Alumnus returns for stadium flyover

  Thursday, November 14, 2013 2:00 AM
  News

Pittsburg, KS

Alumnus returns for stadium flyover

It’s not unusual for Pittsburg State University alumni to return for a football game. But when Dr. Allan Stuber comes to Pittsburg to see the Gorillas take on the MSSU Lions Saturday, he’ll see things from an unusual perspective -- 1,000 feet in the air.

Stuber, a retired Navy pilot, airline transport pilot and flight instructor from Lawrence, Kan., is planning a pre-game fly-over to coincide with the playing of the National Anthem.

Stuber said he arrived on the PSU campus as a freshman and ROTC cadet 50 years ago. After graduation, he entered the Navy, where he became an aircraft carrier pilot.

During a night training mission, a fire erupted in Stuber’s jet.

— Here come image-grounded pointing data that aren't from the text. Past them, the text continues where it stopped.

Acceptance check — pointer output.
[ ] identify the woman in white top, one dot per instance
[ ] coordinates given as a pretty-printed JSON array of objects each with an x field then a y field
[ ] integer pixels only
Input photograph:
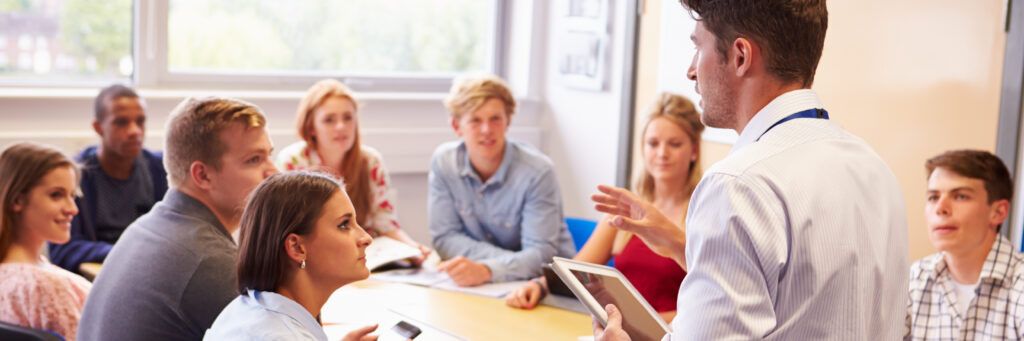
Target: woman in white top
[
  {"x": 328, "y": 122},
  {"x": 299, "y": 242}
]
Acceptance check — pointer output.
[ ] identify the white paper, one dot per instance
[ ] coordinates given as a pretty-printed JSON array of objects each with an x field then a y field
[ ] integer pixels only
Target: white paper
[
  {"x": 495, "y": 290},
  {"x": 385, "y": 250}
]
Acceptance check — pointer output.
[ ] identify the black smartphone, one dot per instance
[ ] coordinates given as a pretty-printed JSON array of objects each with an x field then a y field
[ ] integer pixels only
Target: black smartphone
[{"x": 406, "y": 330}]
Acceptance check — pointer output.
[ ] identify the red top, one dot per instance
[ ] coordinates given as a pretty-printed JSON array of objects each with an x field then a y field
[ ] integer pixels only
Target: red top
[{"x": 656, "y": 278}]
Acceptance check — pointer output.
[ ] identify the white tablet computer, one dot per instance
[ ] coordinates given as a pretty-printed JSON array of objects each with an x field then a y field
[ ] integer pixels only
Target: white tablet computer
[{"x": 597, "y": 286}]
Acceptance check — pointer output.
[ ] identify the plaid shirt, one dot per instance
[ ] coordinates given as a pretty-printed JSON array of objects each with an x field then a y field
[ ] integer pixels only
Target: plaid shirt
[{"x": 996, "y": 312}]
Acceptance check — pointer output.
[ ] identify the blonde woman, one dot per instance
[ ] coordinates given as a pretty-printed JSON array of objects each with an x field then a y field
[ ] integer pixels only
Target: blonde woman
[
  {"x": 37, "y": 187},
  {"x": 328, "y": 121},
  {"x": 672, "y": 170}
]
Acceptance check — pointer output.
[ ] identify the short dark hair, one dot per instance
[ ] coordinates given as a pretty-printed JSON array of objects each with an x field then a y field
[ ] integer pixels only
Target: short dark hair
[
  {"x": 792, "y": 33},
  {"x": 109, "y": 93},
  {"x": 284, "y": 204},
  {"x": 977, "y": 165}
]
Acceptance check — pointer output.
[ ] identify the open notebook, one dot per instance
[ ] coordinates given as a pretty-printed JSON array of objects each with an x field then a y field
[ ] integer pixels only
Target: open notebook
[{"x": 386, "y": 251}]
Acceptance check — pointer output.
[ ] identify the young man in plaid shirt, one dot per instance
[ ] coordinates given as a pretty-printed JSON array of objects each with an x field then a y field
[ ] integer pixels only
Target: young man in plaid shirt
[{"x": 974, "y": 287}]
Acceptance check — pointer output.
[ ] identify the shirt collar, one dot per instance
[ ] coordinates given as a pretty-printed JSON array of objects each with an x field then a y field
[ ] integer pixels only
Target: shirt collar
[
  {"x": 275, "y": 302},
  {"x": 466, "y": 169},
  {"x": 192, "y": 207},
  {"x": 996, "y": 266},
  {"x": 785, "y": 104}
]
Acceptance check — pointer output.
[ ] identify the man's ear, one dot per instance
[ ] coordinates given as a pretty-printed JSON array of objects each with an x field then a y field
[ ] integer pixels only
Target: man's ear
[
  {"x": 295, "y": 248},
  {"x": 18, "y": 204},
  {"x": 199, "y": 172},
  {"x": 455, "y": 125},
  {"x": 998, "y": 212},
  {"x": 742, "y": 55}
]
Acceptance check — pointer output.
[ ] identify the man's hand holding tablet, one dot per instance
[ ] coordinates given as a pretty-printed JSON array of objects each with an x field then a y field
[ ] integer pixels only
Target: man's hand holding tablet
[{"x": 604, "y": 291}]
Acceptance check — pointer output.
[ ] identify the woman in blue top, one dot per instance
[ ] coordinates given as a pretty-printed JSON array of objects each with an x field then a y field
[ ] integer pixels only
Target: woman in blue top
[{"x": 299, "y": 243}]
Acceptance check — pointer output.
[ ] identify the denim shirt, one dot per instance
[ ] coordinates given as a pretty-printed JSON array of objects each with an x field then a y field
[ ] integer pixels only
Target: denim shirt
[
  {"x": 265, "y": 315},
  {"x": 512, "y": 223}
]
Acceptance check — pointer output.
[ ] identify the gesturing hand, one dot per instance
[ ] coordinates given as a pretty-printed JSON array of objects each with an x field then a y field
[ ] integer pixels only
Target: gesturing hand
[{"x": 633, "y": 214}]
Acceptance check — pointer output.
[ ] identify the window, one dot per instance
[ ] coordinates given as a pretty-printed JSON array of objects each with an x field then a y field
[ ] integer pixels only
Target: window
[
  {"x": 393, "y": 45},
  {"x": 65, "y": 41}
]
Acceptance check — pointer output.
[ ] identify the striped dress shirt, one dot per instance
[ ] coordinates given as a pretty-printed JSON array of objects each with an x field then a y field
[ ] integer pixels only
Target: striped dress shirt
[
  {"x": 800, "y": 233},
  {"x": 995, "y": 313}
]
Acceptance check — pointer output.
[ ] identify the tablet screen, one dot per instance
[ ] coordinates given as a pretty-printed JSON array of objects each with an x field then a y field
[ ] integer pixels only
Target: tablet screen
[{"x": 608, "y": 290}]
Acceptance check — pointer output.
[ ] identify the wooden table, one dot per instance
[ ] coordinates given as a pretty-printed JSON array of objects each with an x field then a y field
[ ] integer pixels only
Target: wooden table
[{"x": 461, "y": 315}]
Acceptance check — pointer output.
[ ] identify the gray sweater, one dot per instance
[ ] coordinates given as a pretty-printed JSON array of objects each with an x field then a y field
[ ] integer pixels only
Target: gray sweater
[{"x": 167, "y": 279}]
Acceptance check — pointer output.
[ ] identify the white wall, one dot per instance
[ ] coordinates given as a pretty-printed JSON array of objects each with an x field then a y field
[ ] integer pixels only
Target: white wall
[{"x": 582, "y": 126}]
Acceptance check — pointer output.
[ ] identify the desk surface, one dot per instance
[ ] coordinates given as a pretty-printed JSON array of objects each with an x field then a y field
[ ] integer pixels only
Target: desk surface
[{"x": 465, "y": 315}]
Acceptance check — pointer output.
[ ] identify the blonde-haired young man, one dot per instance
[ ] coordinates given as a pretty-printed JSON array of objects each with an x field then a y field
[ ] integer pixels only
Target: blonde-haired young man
[
  {"x": 973, "y": 288},
  {"x": 173, "y": 270},
  {"x": 496, "y": 211}
]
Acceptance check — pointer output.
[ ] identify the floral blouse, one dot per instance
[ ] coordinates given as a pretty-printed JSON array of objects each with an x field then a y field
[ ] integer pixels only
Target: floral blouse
[
  {"x": 382, "y": 217},
  {"x": 46, "y": 298}
]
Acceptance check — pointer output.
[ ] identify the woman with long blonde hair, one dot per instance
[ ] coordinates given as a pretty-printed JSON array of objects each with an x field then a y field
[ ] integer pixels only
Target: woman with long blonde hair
[
  {"x": 672, "y": 169},
  {"x": 38, "y": 184},
  {"x": 328, "y": 122}
]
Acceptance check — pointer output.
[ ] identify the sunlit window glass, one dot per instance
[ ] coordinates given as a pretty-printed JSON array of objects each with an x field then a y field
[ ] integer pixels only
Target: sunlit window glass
[
  {"x": 354, "y": 37},
  {"x": 55, "y": 41}
]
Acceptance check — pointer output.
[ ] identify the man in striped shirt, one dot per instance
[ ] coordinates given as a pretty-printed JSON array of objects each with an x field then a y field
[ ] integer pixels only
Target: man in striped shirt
[
  {"x": 800, "y": 232},
  {"x": 973, "y": 288}
]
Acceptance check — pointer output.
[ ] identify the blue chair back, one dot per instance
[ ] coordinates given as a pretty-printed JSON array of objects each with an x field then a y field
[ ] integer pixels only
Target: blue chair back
[{"x": 581, "y": 230}]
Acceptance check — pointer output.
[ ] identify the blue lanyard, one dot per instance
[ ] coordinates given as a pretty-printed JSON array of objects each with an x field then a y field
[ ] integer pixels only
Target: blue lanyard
[{"x": 808, "y": 114}]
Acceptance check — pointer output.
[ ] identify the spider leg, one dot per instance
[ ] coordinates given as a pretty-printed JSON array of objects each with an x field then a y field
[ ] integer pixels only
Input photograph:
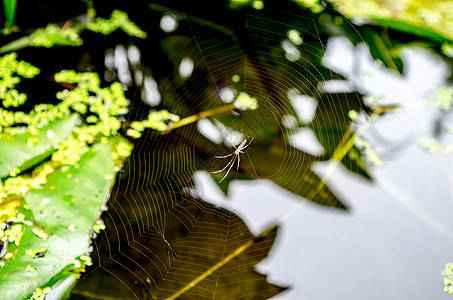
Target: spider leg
[
  {"x": 248, "y": 144},
  {"x": 225, "y": 156},
  {"x": 229, "y": 169},
  {"x": 230, "y": 162}
]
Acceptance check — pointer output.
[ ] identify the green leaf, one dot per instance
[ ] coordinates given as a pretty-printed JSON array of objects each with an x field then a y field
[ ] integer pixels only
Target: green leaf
[
  {"x": 331, "y": 122},
  {"x": 381, "y": 49},
  {"x": 10, "y": 11},
  {"x": 25, "y": 150},
  {"x": 76, "y": 196}
]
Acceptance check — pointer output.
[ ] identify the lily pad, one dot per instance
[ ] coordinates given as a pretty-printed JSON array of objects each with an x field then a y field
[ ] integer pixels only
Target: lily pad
[{"x": 65, "y": 210}]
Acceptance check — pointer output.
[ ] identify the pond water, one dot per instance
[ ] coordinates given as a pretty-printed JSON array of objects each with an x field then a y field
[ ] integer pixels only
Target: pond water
[
  {"x": 398, "y": 235},
  {"x": 170, "y": 229}
]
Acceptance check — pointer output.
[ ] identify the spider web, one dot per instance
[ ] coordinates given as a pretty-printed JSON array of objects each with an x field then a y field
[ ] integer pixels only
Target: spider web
[{"x": 162, "y": 240}]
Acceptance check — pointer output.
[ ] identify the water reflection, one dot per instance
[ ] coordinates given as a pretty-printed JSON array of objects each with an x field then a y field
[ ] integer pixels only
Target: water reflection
[{"x": 167, "y": 234}]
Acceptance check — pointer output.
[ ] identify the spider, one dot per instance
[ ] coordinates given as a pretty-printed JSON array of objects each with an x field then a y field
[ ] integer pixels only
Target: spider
[{"x": 235, "y": 154}]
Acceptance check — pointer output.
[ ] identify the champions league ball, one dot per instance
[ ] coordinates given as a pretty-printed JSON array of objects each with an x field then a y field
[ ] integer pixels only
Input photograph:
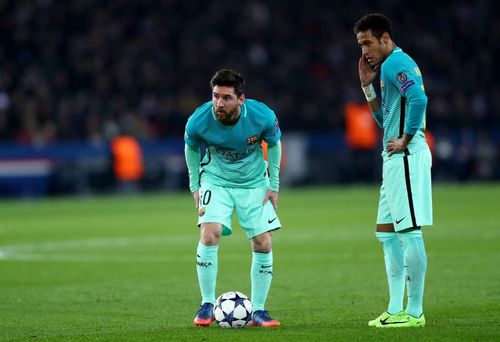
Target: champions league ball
[{"x": 232, "y": 310}]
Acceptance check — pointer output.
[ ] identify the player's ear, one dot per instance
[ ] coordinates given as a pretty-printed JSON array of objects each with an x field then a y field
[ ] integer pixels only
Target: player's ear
[{"x": 386, "y": 37}]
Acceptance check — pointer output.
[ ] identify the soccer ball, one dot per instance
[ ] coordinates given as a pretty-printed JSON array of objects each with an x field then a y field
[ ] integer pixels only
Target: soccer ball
[{"x": 232, "y": 310}]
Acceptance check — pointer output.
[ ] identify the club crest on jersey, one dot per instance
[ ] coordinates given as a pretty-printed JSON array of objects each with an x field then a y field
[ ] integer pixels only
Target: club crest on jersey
[
  {"x": 201, "y": 212},
  {"x": 401, "y": 77},
  {"x": 252, "y": 140}
]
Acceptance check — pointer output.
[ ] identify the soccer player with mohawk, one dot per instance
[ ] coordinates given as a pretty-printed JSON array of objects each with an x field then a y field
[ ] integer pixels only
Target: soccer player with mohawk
[{"x": 405, "y": 203}]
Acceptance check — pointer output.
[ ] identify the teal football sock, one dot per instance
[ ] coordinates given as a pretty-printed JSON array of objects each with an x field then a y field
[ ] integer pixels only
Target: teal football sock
[
  {"x": 416, "y": 266},
  {"x": 206, "y": 267},
  {"x": 261, "y": 277},
  {"x": 394, "y": 266}
]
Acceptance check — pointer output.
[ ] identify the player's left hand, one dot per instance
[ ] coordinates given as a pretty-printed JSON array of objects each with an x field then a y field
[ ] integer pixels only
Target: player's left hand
[
  {"x": 273, "y": 196},
  {"x": 395, "y": 146}
]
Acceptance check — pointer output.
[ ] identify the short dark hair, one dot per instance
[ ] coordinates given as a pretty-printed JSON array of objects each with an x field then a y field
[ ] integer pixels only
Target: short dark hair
[
  {"x": 376, "y": 22},
  {"x": 229, "y": 78}
]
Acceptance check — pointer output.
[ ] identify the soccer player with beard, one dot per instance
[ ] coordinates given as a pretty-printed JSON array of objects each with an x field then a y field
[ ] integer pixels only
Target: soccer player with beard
[
  {"x": 233, "y": 175},
  {"x": 405, "y": 203}
]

There was an explosion and crash. The crash and salvage team cut Stuber out of the wreckage, but he was seriously burned and had a broken back and spinal cord injury. When he left the Navy, Stuber was in a wheelchair.

Stuber, with an infant son, returned to PSU to finish a master’s degree in physics. He said staff in the Athletics Department helped him with therapy. Using leg braces at first, Stuber re-learned how to walk and eventually even returned to flying.

Stuber said he was pushed by members of the faculty such as Dr. Bruce Daniel, Dr. James Thomas and Dr. Orville Brill “and countless others to never quit.”

Stuber continued his education at the University of Kansas, earning an MBA and then a Ph.D. in engineering. Stuber and his wife, Dr. Gayle Stuber, founded Stuber Research Corp. at the Lawrence Airport.

Today, Stuber and a number of former military and professional pilots, make up the Stuber Gunslinger Squadron, a formation flight team of acrobatic sport planes.

For his Pittsburg flyover, Stuber said he is planning on trailing red, white and blue smoke. With him in the plane will be his son, Maj. Pat Stuber, a tank commander who served three combat tours in Iraq, one in Bosnia and recently returned from a special assignment in Afghanistan.

Stuber said his flyover is a tribute to the nation and its military veterans. It is also a way to say “thanks” to Pittsburg State.

“Thank you Pitt State for helping the veterans and for pushing the students,” Stuber said. “There are Gorillas, and those who wish they were.”